19. The truth

133 23 6
                                    


***

"Raline.... "

Anak semata wayang mereka berdua. Anak yang kehadirannya sempat diabaikan. Anak yang sempat mereka anggap sebagai malapetaka.

Kini, anak mereka terkapar lemah di atas ranjang. Bibirnya pucat, begitupun dengan seluruh wajahnya. Tidak ada lagi tanda-tanda kehidupan di raga Raline. Namun, detak jantungnya masih mendengkur berisik. Urat nadinya masih menghasilkan denyut kehidupan. Masih ada secercah harapan untuk mereka berdua.

Semoga.

Sirine ambulans terdengar memedihkan. Tubuh Raline bergoyang tak seimbang di atas ranjang ambulans. Ambulans itu menyibak mobil-mobil egois di perkotaan. Ini perihal nyawa yang harus diselamatkan.
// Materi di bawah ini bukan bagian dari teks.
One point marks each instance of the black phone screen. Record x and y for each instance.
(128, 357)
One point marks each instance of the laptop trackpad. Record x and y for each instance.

"Raline, bertahan ya, sayang?" suara sangat Ibunda terdengar lirih dan menyakitkan. Sang Ayah mengelus surai Raline dengan penuh kasih sayang. Sembari merapalkan do'a di hati mereka masing-masing. Karena mereka percaya, bahwa Tuhan tidak akan terlelap.

"Mas, kenapa ambulansnya lamban banget?" Sang Ibunda berseru frustasi. Suaminya dengan sigap mendekap tubuh istrinya, berusaha meredakan segala kekhawatiran.

"Raline anak kuat, dia bisa bertahan. Trust me."

Persetan!

Raline sekarang terbaring lemah, bak raga tak punya jiwa. Bahkan derajat tubuhnya kelewat panas. Sudah seperti setengah mayat setengah manusia. Raline tidak sekuat itu.

"Mas, Raline itu lemah. Dia nggak kuat," suara istrinya sangat serak. Air mata juga mulai membasahi pipi istrinya. Tatapan kecewa jelas tersirat di manik sang istri.

"Tapi, kita yang paksa dia buat jadi kuat."

Sepotong kalimat yang berhasil membuat hati keduanya terasa kosong.

"Mas, dia selama ini dapet sanksi sosial di sekolahnya. Dia diperlakukan berbeda, dia juga difitnah, Mas! Kalau aku jadi Raline, aku nggak bakal kuat."

Tangisan istrinya terdengar semakin menyakitkan. Dekapan keduanya semakin mengerat. Berusaha memberikan kekuatan untuk satu sama lain.

"Anak kita hebat, ya? Kita beruntung, sayang. Kita beruntung punya Raline. Kita nggak seharusnya anggap Raline sebagai malapetaka...."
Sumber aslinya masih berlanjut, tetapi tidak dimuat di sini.